No, Siddiqui is arguing that the production does something else by inserting these distractions – and by placing on video screens events occurring out of the sight of the audience at the same time other action is occurring onstage. She welcomes the production as an “attempt to wreak havoc on the Romantic work of art.” She proposes that the production’s “abiding message seems to be that we should all abandon the beautiful lie and face up to the ugliness of the world.”
The validity of this proposition is not at issue. The decision to choose Wagner’s Ring Cycle is the means to propound it – or, more narrowly, the decision to laud such a choice – very much is. Siddiqui seems to accept that it is appropriate to undermine a work of art whose aesthetic premise you find unacceptable, by bringing attention to the work and ridiculing it. Thus, for example, the Metropolitan Museum of Art might exhibit a Henry Moore sculpture but display it under a cloth so that it can’t be seen, thus signifying its disapproval of the art it has consciously and intentionally acquired. You engage in romantic narrative, and then disrupt it in order to convey your skepticism of it.
Were this practice to be lauded (Ms. Siddiqui compares the production favorably to Chereau’s and urges that the use of simultaneous video images “should be taken up immediately by opera houses worldwide”) then it seems to me that all bets are off. If narrative is best if disrupted, and if the intellectual content of a work is presented in a way so as to undermine it, then any method of illogic should suffice. Why a crocodile? Why a blow job? Why spaghetti? How about if Wotan eats the crocodile, Siegfried eats the Woodbird, and Erda gives Fafner the blow job? Once you exempt yourself from the rigors of narrative cogency, then there is no obligation to the audience whatsoever, is there? In which case, why invite them to attend?
The critical error is even more profound, because at heart Ms. Siddiqui extols illogic, yet relies upon it herself to make her argument. At one point she approves the use of plastic objects as props, and explains: “Plastics are, of course, made out of oil; furthermore, the German word for plastic is Kunststoff – literally, artificial stuff – close to Kunstwerk.” It’s also close to Kunstgalerie (art museum), kunsthandlung (art store), keine kunst sein (so easy it’s a piece of cake), schwarze kunst (at wit’s end), and Kunstler (acrobat). So Castrof may have achieved the objective that Ms. Siddiqui proposes by continuing motifs of befuddled acrobats buying paint brushes.
But taking aside the absurdity of Ms. Siddiqui’s observation, she employed logic to get there. She took one theatrical event or object and related it to another theatrical event or object, and proposed a relationship between them. Yet that is not the intellectual universe that she argues renders Castorf’s “a meaningful reading of the work.” According to her own analysis, events should have no narrative or sequential meaning. If someone says “Be mine” they should be dealing with a crocodile, so that the words have no romantic or narrative significance. If someone says “Trust me to hear your story for I am nothing if not your own will,” she should be “filling phials of liquid dynamite,” so that the trust that the words (ordinarily) prompt is negated.
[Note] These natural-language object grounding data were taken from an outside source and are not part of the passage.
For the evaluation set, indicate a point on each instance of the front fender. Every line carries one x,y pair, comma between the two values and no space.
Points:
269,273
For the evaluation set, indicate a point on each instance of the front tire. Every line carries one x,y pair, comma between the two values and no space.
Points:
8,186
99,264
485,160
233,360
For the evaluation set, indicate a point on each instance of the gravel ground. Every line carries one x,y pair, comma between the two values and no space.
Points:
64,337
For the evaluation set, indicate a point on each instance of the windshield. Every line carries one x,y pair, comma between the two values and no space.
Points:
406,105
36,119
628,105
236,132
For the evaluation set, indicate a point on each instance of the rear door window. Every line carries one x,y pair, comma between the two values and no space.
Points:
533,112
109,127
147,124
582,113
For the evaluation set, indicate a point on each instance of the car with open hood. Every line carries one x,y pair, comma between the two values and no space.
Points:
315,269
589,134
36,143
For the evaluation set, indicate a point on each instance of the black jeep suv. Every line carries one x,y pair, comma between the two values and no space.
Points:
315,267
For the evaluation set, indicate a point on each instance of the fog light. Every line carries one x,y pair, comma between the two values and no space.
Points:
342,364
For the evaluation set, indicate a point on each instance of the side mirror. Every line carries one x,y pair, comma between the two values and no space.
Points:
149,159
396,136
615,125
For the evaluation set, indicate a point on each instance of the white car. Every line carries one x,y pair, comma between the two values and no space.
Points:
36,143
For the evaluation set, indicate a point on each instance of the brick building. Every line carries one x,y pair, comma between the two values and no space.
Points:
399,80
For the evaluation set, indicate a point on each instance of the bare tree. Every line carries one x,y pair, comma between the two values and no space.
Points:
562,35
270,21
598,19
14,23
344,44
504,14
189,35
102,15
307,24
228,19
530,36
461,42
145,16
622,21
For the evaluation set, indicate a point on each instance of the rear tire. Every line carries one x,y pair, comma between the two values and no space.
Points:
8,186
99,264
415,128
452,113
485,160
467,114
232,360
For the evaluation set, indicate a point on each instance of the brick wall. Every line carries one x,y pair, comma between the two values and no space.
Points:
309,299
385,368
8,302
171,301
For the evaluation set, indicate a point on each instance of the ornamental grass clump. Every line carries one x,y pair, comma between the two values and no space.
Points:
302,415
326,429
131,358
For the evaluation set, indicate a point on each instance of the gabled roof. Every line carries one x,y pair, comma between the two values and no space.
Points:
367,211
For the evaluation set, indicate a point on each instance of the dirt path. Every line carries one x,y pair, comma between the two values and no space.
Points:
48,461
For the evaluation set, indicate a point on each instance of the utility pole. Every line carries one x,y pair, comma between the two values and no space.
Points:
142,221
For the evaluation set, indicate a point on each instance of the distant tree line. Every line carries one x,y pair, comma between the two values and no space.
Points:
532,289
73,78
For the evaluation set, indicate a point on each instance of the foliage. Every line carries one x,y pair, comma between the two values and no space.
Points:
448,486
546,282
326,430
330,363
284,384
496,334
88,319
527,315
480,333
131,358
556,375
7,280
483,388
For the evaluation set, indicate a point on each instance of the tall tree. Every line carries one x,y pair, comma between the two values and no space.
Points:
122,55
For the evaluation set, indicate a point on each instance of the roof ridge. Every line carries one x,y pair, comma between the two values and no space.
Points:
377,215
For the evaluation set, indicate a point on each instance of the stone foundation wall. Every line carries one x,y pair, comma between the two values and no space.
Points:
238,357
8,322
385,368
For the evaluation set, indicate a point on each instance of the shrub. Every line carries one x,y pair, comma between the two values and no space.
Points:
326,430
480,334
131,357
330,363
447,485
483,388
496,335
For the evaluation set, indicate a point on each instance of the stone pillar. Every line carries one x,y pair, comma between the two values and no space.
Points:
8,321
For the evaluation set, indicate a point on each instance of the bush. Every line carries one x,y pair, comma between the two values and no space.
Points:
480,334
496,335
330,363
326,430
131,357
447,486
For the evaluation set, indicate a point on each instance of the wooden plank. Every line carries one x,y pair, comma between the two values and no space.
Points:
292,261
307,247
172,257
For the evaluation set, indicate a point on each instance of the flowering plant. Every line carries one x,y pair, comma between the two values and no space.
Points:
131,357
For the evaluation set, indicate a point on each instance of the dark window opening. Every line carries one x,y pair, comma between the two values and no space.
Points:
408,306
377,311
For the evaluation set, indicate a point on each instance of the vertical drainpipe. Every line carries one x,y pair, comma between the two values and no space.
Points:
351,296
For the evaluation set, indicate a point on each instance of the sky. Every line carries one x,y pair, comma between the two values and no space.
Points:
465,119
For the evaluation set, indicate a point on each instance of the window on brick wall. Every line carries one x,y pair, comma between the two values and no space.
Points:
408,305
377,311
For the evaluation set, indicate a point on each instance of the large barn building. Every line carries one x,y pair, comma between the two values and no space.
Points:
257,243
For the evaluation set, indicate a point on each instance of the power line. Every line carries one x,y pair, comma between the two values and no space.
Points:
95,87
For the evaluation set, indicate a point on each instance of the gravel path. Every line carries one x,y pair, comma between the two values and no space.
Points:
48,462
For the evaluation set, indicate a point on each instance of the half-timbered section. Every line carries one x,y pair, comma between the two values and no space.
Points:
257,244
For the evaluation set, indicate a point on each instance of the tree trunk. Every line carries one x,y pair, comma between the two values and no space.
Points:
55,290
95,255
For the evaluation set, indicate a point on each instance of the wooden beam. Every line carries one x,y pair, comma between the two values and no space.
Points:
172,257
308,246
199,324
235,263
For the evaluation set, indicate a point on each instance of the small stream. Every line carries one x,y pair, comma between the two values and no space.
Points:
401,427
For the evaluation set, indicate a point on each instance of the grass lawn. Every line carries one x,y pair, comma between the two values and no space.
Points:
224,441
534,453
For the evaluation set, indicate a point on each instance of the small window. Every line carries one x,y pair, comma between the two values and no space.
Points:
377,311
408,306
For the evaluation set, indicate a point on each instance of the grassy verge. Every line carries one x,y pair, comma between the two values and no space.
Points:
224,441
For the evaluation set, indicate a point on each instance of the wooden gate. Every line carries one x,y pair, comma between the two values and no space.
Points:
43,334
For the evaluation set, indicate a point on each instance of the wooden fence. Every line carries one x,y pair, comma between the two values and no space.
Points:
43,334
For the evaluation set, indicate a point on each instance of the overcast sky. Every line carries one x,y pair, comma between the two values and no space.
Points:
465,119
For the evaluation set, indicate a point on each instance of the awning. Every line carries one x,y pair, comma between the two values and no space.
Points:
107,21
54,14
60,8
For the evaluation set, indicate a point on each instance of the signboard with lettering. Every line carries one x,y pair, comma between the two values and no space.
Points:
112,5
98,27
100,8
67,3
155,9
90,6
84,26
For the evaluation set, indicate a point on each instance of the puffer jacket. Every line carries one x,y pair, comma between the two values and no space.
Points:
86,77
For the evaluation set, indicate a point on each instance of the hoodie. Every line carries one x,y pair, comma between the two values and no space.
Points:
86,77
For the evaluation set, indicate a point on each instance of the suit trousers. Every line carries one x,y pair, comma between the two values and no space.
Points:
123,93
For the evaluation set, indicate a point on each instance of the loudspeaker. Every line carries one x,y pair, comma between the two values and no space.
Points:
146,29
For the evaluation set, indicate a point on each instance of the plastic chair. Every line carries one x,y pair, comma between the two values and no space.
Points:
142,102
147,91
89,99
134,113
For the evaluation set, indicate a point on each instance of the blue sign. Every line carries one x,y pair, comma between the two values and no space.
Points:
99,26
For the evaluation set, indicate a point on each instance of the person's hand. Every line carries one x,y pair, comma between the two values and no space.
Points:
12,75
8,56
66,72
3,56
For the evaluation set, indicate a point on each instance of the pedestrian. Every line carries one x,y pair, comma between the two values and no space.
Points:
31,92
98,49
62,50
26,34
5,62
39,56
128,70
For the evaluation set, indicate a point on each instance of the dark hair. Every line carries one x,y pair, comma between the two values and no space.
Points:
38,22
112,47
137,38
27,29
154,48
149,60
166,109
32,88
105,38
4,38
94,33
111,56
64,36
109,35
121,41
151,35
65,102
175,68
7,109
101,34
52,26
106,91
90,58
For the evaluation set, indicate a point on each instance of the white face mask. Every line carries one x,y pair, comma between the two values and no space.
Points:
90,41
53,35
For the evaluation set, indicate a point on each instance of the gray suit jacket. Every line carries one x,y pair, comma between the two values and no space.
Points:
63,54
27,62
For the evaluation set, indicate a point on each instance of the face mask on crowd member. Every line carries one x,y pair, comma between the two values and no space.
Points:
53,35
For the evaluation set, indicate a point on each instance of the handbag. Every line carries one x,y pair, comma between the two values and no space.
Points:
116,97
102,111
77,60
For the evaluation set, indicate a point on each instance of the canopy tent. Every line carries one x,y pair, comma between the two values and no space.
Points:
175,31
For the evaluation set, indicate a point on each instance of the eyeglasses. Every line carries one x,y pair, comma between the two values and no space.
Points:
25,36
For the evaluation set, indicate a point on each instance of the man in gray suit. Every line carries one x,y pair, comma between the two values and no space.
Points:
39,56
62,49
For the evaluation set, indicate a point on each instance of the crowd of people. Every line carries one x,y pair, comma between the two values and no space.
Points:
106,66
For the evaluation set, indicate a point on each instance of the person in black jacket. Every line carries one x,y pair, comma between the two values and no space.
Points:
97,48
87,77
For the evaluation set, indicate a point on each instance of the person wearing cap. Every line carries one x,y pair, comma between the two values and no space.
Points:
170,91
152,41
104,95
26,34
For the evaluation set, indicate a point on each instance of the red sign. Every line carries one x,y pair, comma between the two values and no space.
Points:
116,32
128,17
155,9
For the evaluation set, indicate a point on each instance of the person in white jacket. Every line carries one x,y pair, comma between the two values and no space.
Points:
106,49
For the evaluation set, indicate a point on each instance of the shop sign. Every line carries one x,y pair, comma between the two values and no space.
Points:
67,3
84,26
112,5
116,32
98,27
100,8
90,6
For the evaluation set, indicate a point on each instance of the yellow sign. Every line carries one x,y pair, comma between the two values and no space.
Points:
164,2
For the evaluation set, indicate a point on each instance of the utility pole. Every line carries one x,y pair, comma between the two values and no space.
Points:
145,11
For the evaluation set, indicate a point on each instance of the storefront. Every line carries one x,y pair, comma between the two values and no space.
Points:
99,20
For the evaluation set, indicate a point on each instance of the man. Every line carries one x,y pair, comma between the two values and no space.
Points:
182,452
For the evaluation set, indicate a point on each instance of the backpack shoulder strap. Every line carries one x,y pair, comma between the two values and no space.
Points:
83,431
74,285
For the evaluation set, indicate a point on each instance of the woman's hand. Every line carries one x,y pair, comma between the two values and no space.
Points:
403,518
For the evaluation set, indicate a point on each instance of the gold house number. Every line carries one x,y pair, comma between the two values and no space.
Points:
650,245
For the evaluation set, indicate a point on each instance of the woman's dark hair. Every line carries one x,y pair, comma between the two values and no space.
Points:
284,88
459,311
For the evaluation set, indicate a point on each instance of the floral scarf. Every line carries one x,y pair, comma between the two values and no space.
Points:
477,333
I have no problem with the aesthetic that Siddiqui propounds, though I note that it arises from the mouth of a fictional character that presumably we are not meant by its author to admire. I do have a problem praising a theatre production on the ground that it successfully undermines the content of the work being produced, rendering its narrative cogency weaker rather than stronger, and successfully (in the esteem of the critic) presenting beauty as ugly.
That’s why ugly exists, after all – so that we can distinguish beauty from it. And that’s why theatre producing organizations exist – to make art available to those who wish to experience it without placing a cloth over it, simply to make the point that it is wrong for you to want to experience beauty at all.